# boots



## ldrjay (Apr 2, 2009)

looking for suggestions for a pair of boots to go with my new breathable waders. never owned a pair so let me hear your suggestions. comfort is a must!!!!


----------



## gottacatchemall (Apr 2, 2012)

Don't get the BOA system boots! Had them break twice In a season, sand gets into the seats and frays the cord... anyway I have Simms headwaters pro boots with rubber soles and cleats, and they are VERY comfortable and LIGHTWEIGHT (maybe more important). Definitely get the cleats with the boots (I have aluminum) and steer away from felt with the snow we get!


----------



## gottacatchemall (Apr 2, 2012)

Hey btw just saw this post in the fly fishing thread... 43 responses, I'm sure you'll find great info on there
https://www.ohiogamefishing.com/threads/wade-boot-recommendations.311578/


----------



## tm1669 (Apr 27, 2007)

ldrjay said:


> looking for suggestions for a pair of boots to go with my new breathable waders. never owned a pair so let me hear your suggestions. comfort is a must!!!!


Just got the Reddington Palix Rivers and couldnt be happier. The rubber soles are unreal sticky and I havent had a slip since I got them. With all the slime and moss on the rocks right now thats saying something. Only complaint is they dont drain real well. Skagit rivers are the same base boot with some fancier options I think.


----------



## ldrjay (Apr 2, 2009)

gottacatchemall said:


> Hey btw just saw this post in the fly fishing thread... 43 responses, I'm sure you'll find great info on there
> https://www.ohiogamefishing.com/threads/wade-boot-recommendations.311578/


thanks


----------



## hailtothethief (Jan 18, 2017)

Id just make sure they are comfy. I wear size 13. Bought size 14 to account for the neoprene foot but its a little tight. Should of went with 15 .

some people say felt over rubber but i never tried em.


----------



## fishinbula (Aug 30, 2007)

Jay talk to Lester see which ones he has. I'd recommend mine but Cabelas doesn't make them anymore. Make sure you get rubber sole and cleats if possible. Felt in snow sucks. I've heard korkers are good and of course simms. But like someone else mentioned make sure you get lightweight.
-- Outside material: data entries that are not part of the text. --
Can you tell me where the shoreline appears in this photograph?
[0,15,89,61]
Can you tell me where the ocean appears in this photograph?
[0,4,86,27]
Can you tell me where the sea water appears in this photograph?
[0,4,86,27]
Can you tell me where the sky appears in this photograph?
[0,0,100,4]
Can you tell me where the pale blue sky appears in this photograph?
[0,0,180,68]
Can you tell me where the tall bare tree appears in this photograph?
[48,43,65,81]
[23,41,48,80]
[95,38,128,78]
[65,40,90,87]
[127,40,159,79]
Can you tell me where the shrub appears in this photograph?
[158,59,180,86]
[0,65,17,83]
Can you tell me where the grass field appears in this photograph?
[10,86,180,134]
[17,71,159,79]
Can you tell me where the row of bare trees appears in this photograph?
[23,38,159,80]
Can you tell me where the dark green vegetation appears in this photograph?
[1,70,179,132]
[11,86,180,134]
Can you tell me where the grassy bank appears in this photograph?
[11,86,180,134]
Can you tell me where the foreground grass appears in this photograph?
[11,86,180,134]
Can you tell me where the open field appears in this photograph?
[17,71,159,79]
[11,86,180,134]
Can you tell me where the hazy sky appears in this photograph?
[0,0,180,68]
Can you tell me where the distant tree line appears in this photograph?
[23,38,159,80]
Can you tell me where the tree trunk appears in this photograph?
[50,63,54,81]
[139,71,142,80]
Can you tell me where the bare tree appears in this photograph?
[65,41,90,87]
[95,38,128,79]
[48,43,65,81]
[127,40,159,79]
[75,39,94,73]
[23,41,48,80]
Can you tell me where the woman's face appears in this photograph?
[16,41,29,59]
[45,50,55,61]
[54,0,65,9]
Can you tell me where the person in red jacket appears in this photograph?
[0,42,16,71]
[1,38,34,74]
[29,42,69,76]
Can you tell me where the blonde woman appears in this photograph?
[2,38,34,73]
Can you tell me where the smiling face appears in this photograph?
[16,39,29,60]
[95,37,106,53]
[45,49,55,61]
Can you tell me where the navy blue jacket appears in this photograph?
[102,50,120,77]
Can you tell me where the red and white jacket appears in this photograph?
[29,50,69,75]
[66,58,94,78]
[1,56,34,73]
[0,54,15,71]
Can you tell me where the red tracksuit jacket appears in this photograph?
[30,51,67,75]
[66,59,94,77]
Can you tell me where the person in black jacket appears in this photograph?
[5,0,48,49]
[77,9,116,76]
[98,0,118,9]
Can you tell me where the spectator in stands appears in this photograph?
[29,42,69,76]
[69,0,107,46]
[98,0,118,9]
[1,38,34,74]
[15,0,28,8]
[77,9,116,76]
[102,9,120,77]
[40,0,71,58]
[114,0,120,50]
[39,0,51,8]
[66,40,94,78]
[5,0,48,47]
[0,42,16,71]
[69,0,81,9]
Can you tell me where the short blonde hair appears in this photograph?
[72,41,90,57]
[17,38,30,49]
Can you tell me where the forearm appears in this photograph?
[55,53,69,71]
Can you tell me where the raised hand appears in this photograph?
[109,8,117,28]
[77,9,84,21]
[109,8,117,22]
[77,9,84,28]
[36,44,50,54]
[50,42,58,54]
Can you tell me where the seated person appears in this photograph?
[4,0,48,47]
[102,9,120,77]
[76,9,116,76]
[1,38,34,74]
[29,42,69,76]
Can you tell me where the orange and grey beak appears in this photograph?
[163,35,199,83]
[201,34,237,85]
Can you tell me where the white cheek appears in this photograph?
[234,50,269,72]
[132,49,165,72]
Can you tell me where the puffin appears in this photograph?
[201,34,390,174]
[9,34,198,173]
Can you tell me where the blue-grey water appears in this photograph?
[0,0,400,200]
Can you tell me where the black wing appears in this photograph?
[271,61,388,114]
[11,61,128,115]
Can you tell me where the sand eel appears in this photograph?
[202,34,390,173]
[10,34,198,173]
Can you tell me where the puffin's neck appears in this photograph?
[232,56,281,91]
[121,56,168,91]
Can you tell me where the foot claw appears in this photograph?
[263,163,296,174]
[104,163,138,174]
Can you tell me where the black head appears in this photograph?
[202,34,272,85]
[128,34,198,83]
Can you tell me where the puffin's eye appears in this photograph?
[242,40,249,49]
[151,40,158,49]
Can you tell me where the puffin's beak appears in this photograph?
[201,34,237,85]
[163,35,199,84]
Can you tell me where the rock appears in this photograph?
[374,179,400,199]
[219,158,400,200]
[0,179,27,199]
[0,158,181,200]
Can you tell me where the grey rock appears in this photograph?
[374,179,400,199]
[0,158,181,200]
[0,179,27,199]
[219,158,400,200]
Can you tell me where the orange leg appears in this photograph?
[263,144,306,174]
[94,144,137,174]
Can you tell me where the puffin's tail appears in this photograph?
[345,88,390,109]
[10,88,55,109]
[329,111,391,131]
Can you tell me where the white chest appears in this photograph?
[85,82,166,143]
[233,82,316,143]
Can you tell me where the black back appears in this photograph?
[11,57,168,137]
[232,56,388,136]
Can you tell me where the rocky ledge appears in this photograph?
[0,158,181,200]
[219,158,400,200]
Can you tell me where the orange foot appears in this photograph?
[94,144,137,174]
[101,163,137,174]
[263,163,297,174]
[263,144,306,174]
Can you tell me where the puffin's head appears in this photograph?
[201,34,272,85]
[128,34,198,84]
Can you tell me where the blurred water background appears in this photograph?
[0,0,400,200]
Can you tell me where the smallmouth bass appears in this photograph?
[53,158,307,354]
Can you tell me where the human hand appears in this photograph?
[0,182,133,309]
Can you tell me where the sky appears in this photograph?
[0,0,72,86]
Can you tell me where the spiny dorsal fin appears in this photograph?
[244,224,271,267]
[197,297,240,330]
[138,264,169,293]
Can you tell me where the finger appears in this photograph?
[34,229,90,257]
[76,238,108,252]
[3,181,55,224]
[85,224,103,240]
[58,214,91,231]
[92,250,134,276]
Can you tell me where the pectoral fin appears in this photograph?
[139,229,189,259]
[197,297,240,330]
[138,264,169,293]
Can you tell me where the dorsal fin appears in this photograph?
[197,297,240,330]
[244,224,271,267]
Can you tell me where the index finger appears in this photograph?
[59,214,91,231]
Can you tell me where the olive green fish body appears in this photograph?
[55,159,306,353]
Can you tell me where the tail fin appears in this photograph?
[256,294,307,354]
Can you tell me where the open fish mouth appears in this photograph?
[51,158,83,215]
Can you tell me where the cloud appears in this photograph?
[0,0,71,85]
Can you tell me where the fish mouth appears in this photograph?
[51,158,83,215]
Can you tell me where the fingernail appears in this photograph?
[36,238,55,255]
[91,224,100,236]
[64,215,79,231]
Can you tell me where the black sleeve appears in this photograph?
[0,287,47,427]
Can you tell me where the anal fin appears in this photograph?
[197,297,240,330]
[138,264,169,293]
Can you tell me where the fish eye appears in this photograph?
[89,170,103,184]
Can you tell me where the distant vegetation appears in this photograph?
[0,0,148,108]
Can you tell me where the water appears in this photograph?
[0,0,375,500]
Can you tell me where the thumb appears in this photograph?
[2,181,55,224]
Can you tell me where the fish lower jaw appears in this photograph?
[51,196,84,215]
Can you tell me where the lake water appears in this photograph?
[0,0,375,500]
Nothing worse than lugging heavy boots around. Idea of breathables is to get away from all the heavy gear. Dress appropriately no issues wear mine year around.


----------



## bwarrenuk (Jan 4, 2015)

Sims freestone


----------



## ChromeCollector (Sep 12, 2014)

Korkers with boa lace system for 3 years, rode them hard, not a single problem yet.


----------



## Tazmanme (Jul 5, 2017)

Patagonia tractors, expensive but in my opinion one of the best. Have not slipped since I've owned them


----------



## atrenz (Oct 29, 2014)

I had freestones for years and they were great. Upgraded to g3s thinking they couldn't be that much better, but gave them a shot. They definitely are. Far more comfortable and I feel like I have more feeling of what I am stepping on in them. They grip like glue as well. As mentioned, I just don't trust the boa systems. I know guys who have had no issues, but I trust laces just fine.


----------



## ldrjay (Apr 2, 2009)

thanks guys. I definitely have a start point between this and that other post.


----------



## chuckNduck (Jun 29, 2012)

I roll with Simms, great quality boots. Whatever you get, go with rubber, vibram soles, and







put studs in them. The ones manufacturers sell for their boots all work well, but they're expensive, and you will lose them over time. Go with a big bag of Kold Kutter studs for dirt bike tires. They're cheap, and they work, and if you lose a few, who cares. A bag of 250 costs you about .10/stud.


----------



## ironfish (Jul 31, 2010)

kold kutter best pro tip yet,you will lose studs,why pay the big bucks for the name brand cleats.


----------



## RStock521 (Jul 17, 2008)

When I put my cover snaps in my boat, I used 3M 5200 Marine Epoxy. You guys think that would help studs stay in?


----------



## gottacatchemall (Apr 2, 2012)

RStock521 said:


> When I put my cover snaps in my boat, I used 3M 5200 Marine Epoxy. You guys think that would help studs stay in?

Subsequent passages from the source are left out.